If what we are hearing on The X-Files and the IDW grapevine is true, the Case Files that were launched with some fanfare earlier this year as telling anthological tales across the history of Mulder & Scully’s paranormal FBI adventures are coming to an abrupt end with ‘Hoot Goes There?’ Part 2. Ours is not to reason why (there could be several, from edicts on high to sales figures), ours is just to buy, and though ‘Hoot Goes There?’ is little more in the end than a comedic oddity in the lexicon of X-Files tie-in stories, it has enough kookiness to warrant reading.
Those of you who read the first issue (and if you haven’t yet, spoilers and uh, why are you reading this again?), will remember that the first part of Joe & Keith Lansdale’s two-part story ended with Mulder being visited in his motel room by, um… a talking dog. Yep. You read that right. In what had it been a televised episode would surely have entered the pantheon of ‘jump the shark’ moments for The X-Files, Mulder gets key information about the case he’s investigating—Texan townsfolk being done in by a giant, murderous owl—from a talking dog. Maybe. The plot throws shade later on whether it happened or was another ‘Babylon’ style fever dream.
Ultimately, this allows for interplay between Mulder and a naturally hugely sceptical Scully which more than entertains, and does heavily recall the days of the Darin Morgan comedy episodes (which I discussed more in my review of Part 1) whereby Mulder would encounter something utterly weird even by his standards and Scully would be ready with a cutting, hard to please retort. These interactions click better than the plot of ‘Hoot Goes There?’ which ends up not being much of a muchness by the denouement – sacrificing attempts to play the comic angle in order to turn the giant, uh, owl, into a credible monstrous threat.

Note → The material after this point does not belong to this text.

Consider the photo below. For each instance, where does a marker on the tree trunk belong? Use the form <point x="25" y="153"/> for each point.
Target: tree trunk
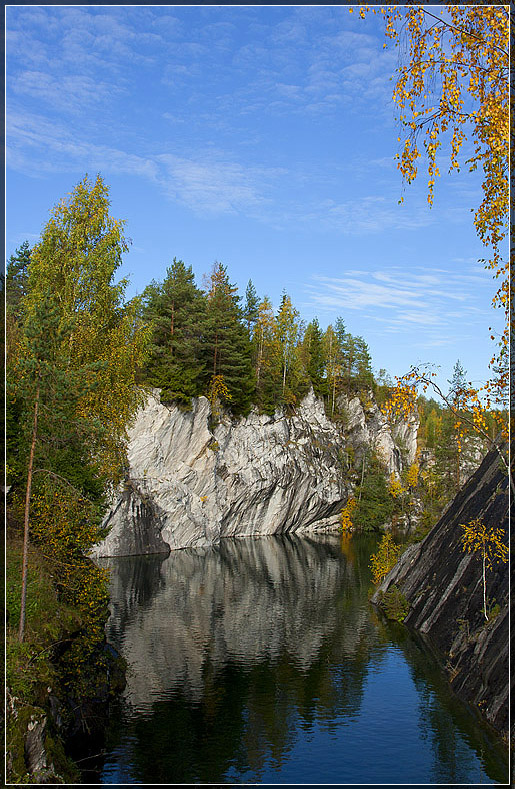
<point x="484" y="584"/>
<point x="25" y="561"/>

Once again though, where narrative may lack, Silvia Califano does a great job with her panels capturing the likenesses of our two main players and depicting a sun-kissed Texan backwater contrasted with deep shadows and broad moons at night. In both published Case File stories, the artwork has struck more of a chord than the storytelling, which has repeatedly felt restrained by the limits of having to squeeze a full investigation into roughly 50 pages worth of comic. That being said, Joe Harris produced some excellent 25 page one-shots which felt more assured than anything across all four of these Case File issues.
By all accounts, The X-Files is taking some time in the garage to retool before choosing the next path to take in comic-book form. On the basis of these Case File stories, that may not be a bad thing. ‘Hoot Goes There?’ is fun in places but throwaway in most instances and The X-Files deserves a strong hand on the creative storytelling tiller in order to deliver the kind of tales we had in the Stefan Petrucha years, or indeed at points in the Harris run.
The truth is… Mulder & Scully deserve a little bit better.
The X-Files: Case Files ‘Hoot Goes There?’ (Pt 2) is now available from IDW Publishing.